Methodology / optimization strategy

  • Instrument first, measure cold + warm, and store logs.
  • Use timing breakdowns to find the dominant step.
  • Improve perceived performance early (skeletons, pending state).
  • Split payloads into summary + deferred detail.
  • Cache low-risk data with short TTL + refresh bypass and ETag for 304s.
  • Tune queries with smaller selects, indexes, and safer query shapes; consider denormalizing if needed.

Validation

  • Measure navigation feedback time (click to loading UI). Goal: <50ms.
  • Track p95 TTFB and payload size for Overview and Reports before/after.
  • Confirm that repeated clicks no longer add latency or duplicated requests.

Open opportunities

  • Optimize latest KPI query (index on orgId + machineId + tsServer or denormalize latest KPI onto Machine).
  • Reduce Reports payload size (trim fields, paginate, or virtualize tables).
  • Consider summary tables/materialized views for heavy aggregates.

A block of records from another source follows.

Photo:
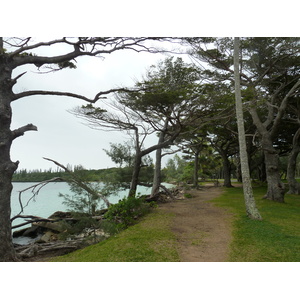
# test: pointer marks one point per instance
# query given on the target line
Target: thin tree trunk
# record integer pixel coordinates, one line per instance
(135, 175)
(196, 169)
(251, 209)
(294, 185)
(226, 169)
(157, 170)
(276, 189)
(7, 168)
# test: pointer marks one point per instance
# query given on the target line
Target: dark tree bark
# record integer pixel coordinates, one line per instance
(20, 57)
(294, 185)
(196, 169)
(276, 187)
(7, 167)
(157, 170)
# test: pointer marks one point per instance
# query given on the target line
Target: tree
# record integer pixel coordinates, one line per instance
(170, 99)
(22, 52)
(270, 78)
(251, 209)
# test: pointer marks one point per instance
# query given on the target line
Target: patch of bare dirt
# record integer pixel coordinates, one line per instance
(203, 230)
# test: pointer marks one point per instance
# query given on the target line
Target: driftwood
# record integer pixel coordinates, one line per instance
(59, 248)
(80, 183)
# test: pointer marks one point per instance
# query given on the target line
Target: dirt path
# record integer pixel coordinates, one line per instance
(203, 230)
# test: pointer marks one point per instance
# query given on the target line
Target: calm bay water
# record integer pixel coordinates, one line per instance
(47, 202)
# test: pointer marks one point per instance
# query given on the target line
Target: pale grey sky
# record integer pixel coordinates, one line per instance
(61, 136)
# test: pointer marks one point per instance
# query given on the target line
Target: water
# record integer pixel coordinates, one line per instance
(47, 202)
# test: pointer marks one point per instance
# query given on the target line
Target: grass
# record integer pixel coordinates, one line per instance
(151, 240)
(274, 239)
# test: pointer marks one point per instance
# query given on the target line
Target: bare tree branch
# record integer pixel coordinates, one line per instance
(20, 131)
(80, 183)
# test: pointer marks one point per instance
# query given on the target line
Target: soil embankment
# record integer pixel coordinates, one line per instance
(203, 230)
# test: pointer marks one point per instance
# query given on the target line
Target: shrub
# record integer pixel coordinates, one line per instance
(127, 211)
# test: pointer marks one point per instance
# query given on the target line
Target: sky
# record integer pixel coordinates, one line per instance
(61, 136)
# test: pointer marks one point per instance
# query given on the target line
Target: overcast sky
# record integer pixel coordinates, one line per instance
(61, 136)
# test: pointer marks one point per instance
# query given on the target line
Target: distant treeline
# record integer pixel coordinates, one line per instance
(40, 175)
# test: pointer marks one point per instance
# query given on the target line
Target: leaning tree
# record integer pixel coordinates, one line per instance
(16, 52)
(270, 79)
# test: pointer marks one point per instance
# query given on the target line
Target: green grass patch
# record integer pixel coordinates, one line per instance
(151, 240)
(275, 238)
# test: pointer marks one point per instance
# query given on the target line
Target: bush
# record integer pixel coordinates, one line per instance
(127, 211)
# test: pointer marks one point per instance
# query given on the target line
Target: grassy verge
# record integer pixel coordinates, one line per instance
(151, 240)
(276, 238)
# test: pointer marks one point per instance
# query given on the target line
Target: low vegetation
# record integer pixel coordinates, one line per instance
(149, 240)
(274, 239)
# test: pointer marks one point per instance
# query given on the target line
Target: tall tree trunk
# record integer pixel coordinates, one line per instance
(157, 169)
(251, 209)
(294, 185)
(276, 187)
(7, 168)
(226, 170)
(135, 175)
(196, 169)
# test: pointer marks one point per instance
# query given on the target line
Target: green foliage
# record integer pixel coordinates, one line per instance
(66, 64)
(275, 238)
(151, 240)
(127, 211)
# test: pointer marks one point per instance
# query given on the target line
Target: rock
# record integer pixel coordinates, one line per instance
(20, 232)
(47, 237)
(32, 231)
(60, 215)
(57, 226)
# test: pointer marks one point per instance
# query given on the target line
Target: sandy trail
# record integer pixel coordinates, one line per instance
(203, 230)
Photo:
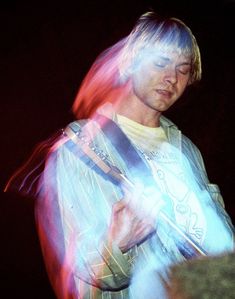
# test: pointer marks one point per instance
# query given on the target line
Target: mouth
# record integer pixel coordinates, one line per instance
(164, 92)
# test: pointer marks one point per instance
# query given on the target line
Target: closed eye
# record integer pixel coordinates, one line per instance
(184, 69)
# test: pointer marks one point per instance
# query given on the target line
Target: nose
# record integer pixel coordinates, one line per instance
(171, 76)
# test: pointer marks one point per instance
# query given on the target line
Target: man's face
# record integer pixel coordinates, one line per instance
(159, 79)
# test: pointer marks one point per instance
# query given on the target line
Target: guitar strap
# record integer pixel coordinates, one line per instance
(135, 164)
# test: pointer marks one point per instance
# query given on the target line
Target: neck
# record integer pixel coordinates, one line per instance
(132, 108)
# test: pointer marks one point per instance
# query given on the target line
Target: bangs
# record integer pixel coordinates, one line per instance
(173, 37)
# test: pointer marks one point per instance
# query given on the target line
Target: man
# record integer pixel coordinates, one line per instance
(123, 194)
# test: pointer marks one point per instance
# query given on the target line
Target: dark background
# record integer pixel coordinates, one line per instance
(45, 50)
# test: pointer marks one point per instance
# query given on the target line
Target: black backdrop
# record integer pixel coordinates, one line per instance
(45, 50)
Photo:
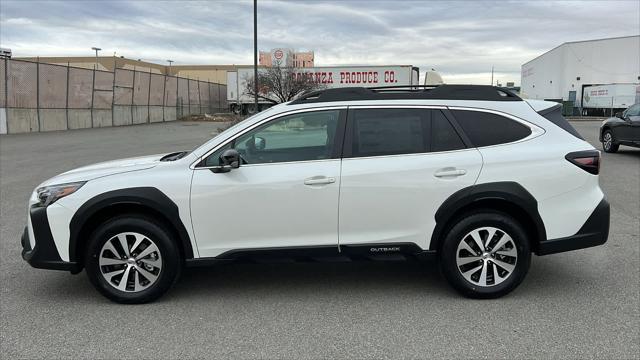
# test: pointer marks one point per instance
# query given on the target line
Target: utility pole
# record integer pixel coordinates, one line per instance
(491, 75)
(169, 61)
(255, 53)
(96, 49)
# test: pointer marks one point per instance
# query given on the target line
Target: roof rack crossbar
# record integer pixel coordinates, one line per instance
(410, 92)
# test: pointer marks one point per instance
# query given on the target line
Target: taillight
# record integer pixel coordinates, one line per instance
(588, 161)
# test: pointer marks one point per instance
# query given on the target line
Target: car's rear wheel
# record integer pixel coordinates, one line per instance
(485, 255)
(608, 143)
(132, 259)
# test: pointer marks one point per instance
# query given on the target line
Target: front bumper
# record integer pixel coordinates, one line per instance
(594, 232)
(44, 254)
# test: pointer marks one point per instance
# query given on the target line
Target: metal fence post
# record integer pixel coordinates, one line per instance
(149, 99)
(164, 89)
(199, 99)
(133, 91)
(38, 94)
(66, 98)
(93, 92)
(113, 95)
(189, 94)
(177, 81)
(6, 91)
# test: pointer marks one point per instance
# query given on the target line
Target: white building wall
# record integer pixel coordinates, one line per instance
(554, 74)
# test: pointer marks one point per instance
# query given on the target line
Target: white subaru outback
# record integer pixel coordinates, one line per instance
(472, 175)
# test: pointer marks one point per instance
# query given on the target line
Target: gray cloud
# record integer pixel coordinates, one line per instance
(461, 39)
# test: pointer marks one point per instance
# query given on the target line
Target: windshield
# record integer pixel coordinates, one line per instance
(232, 130)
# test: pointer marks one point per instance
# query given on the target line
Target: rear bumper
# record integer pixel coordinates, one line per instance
(594, 232)
(44, 254)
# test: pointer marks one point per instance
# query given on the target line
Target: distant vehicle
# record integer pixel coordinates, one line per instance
(622, 129)
(329, 77)
(339, 174)
(606, 100)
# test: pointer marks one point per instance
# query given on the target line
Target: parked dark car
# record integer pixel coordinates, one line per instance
(623, 129)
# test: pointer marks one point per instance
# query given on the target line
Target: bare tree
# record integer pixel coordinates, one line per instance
(278, 84)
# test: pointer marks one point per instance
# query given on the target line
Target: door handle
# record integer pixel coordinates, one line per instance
(319, 180)
(453, 172)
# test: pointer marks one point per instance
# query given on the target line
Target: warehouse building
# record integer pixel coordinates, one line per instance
(566, 72)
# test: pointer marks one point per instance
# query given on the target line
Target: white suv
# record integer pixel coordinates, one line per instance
(472, 175)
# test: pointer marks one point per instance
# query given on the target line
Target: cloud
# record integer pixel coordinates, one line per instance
(463, 40)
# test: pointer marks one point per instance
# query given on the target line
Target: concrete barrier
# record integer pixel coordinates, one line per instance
(122, 115)
(140, 114)
(53, 119)
(22, 120)
(169, 113)
(79, 118)
(155, 114)
(101, 118)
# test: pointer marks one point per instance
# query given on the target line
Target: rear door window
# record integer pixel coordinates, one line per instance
(485, 129)
(378, 132)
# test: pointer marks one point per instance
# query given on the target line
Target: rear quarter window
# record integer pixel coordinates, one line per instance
(554, 115)
(486, 129)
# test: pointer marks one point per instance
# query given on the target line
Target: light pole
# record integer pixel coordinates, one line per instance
(255, 52)
(169, 61)
(96, 50)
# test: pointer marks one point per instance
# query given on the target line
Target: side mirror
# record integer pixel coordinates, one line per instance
(260, 143)
(229, 159)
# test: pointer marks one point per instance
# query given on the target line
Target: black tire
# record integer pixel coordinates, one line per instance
(609, 147)
(171, 263)
(458, 232)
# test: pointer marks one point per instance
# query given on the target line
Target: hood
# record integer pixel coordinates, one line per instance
(106, 168)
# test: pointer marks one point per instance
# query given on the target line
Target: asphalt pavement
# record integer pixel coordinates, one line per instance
(581, 304)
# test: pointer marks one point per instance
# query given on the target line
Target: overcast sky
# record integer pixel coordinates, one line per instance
(460, 39)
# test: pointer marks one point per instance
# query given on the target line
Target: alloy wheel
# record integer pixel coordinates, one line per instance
(608, 140)
(486, 256)
(130, 262)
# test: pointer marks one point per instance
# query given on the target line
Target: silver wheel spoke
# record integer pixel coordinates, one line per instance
(151, 248)
(475, 235)
(139, 239)
(109, 276)
(466, 260)
(511, 252)
(154, 263)
(503, 240)
(468, 248)
(136, 282)
(129, 266)
(125, 278)
(109, 261)
(147, 274)
(492, 232)
(491, 264)
(504, 265)
(109, 246)
(123, 242)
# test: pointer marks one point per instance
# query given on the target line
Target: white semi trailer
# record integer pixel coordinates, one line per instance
(330, 77)
(605, 100)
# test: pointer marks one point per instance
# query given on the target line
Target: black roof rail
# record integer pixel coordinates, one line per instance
(410, 92)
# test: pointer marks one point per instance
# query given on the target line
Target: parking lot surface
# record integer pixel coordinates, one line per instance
(582, 304)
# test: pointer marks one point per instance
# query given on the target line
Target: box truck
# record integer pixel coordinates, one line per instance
(329, 77)
(605, 100)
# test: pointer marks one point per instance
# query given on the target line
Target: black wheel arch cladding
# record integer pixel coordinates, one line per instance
(475, 195)
(147, 197)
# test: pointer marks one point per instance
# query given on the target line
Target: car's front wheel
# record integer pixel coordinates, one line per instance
(608, 143)
(132, 259)
(485, 255)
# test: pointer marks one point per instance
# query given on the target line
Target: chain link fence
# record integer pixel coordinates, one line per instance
(45, 97)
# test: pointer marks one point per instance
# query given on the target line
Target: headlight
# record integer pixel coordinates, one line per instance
(47, 195)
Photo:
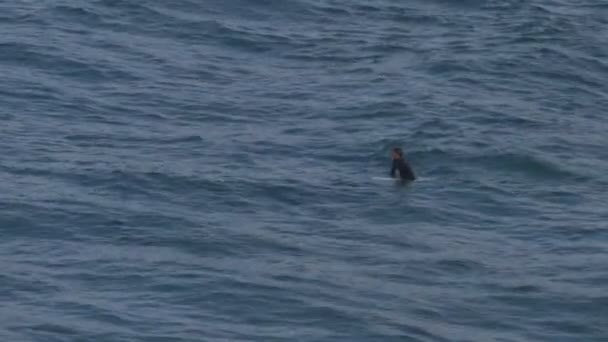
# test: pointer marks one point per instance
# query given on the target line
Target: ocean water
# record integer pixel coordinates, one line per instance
(206, 170)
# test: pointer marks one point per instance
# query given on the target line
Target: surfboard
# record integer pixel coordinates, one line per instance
(384, 179)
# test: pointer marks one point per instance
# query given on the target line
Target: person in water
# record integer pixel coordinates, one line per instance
(400, 164)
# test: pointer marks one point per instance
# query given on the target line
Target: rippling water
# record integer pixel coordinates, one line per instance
(204, 170)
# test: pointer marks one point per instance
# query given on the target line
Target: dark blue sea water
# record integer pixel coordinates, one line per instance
(204, 170)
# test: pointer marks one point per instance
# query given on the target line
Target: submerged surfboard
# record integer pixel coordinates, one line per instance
(385, 179)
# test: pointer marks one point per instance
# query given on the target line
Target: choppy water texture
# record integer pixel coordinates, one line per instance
(203, 170)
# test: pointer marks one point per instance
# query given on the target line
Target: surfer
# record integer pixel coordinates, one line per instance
(400, 164)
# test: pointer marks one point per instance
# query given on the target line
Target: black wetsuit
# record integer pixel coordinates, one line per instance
(405, 171)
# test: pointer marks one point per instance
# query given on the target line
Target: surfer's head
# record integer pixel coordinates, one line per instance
(397, 153)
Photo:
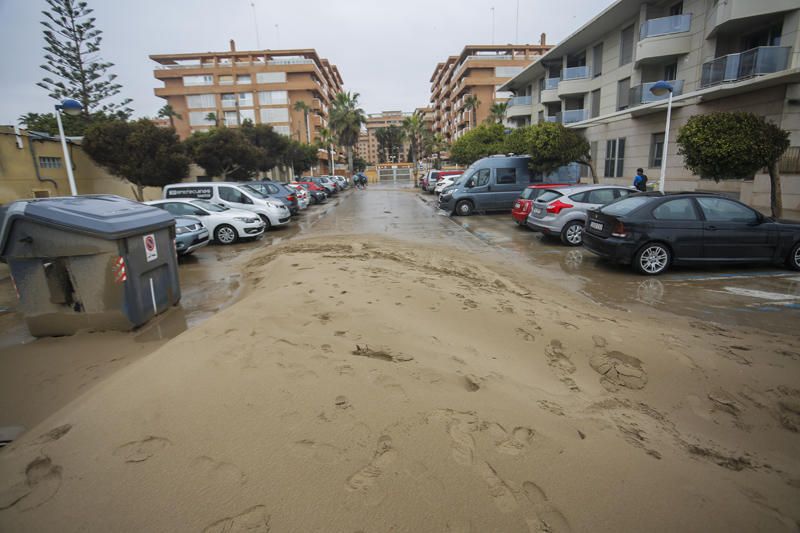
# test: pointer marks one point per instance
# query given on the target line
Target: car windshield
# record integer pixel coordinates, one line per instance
(208, 206)
(625, 206)
(257, 193)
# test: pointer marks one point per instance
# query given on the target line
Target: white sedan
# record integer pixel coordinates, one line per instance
(226, 225)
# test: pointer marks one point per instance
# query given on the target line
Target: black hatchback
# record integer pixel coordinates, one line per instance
(652, 231)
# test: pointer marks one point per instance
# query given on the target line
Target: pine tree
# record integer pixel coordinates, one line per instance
(72, 55)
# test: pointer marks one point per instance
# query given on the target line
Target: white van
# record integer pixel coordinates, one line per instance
(233, 195)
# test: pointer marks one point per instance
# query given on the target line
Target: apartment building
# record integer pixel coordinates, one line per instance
(262, 86)
(368, 141)
(732, 55)
(478, 71)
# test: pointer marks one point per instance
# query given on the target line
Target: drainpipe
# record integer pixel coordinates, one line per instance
(36, 165)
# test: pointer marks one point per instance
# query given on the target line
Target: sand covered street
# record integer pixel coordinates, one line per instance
(393, 372)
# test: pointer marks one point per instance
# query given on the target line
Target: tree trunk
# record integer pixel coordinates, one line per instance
(775, 196)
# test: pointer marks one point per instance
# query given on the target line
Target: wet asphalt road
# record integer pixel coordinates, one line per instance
(763, 297)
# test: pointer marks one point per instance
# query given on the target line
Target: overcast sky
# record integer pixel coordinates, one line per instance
(385, 50)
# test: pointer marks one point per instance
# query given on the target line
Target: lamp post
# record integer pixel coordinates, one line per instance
(70, 107)
(660, 88)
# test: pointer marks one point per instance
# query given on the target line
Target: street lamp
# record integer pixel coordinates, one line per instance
(70, 107)
(660, 88)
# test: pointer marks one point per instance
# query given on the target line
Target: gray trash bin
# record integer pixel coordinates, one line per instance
(89, 262)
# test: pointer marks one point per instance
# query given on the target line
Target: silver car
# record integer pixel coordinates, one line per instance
(562, 211)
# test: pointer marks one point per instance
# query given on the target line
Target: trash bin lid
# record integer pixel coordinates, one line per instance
(104, 216)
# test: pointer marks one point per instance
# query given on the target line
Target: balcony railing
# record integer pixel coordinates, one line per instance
(753, 62)
(520, 100)
(665, 26)
(641, 93)
(575, 73)
(551, 83)
(572, 115)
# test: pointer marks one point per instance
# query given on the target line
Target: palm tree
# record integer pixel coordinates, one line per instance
(346, 120)
(471, 103)
(168, 112)
(302, 106)
(497, 113)
(212, 117)
(414, 128)
(327, 139)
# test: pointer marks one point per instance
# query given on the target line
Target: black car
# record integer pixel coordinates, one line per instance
(652, 231)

Further implementation plan (later)

  1. Latest KPI/heartbeat acceleration

    • Add index for KPI lookups by server time: @@index([orgId, machineId, tsServer]).
    • Switch KPI “latest” ordering to tsServer to match index.
    • Optional: denormalize latestHeartbeat + latestKpi onto Machine and update on ingest.
    • Add background backfill job for legacy machines.
  2. Machines + Overview caching

    • Increase summary cache TTL (30-60s) to raise hit rates.
    • Add per-org cache invalidation when a heartbeat/KPI ingests.
    • Add ETag handling to /api/machines (similar to overview detail).
  3. Reports payload trim

    • Reduce fields in reports response to the chart/minimum.
    • Add pagination for large tables (KPIs/cycles/scrap).
    • Add “Download full dataset” endpoint separate from UI view.
  4. Connection + ORM tuning

    • Enable Prisma query logging to identify slow SQL.
    • Evaluate connection pool size and cold-start behavior in serverless.
    • Move heavy aggregates to GROUP BY at DB level with indexes.
  5. UX refinements

    • Add inline “last updated” timestamp in Overview/Reports headers.
    • Show cache-hit badges when content is served from cache.
    • Add optional “refresh” on the overview to re-fetch detail data.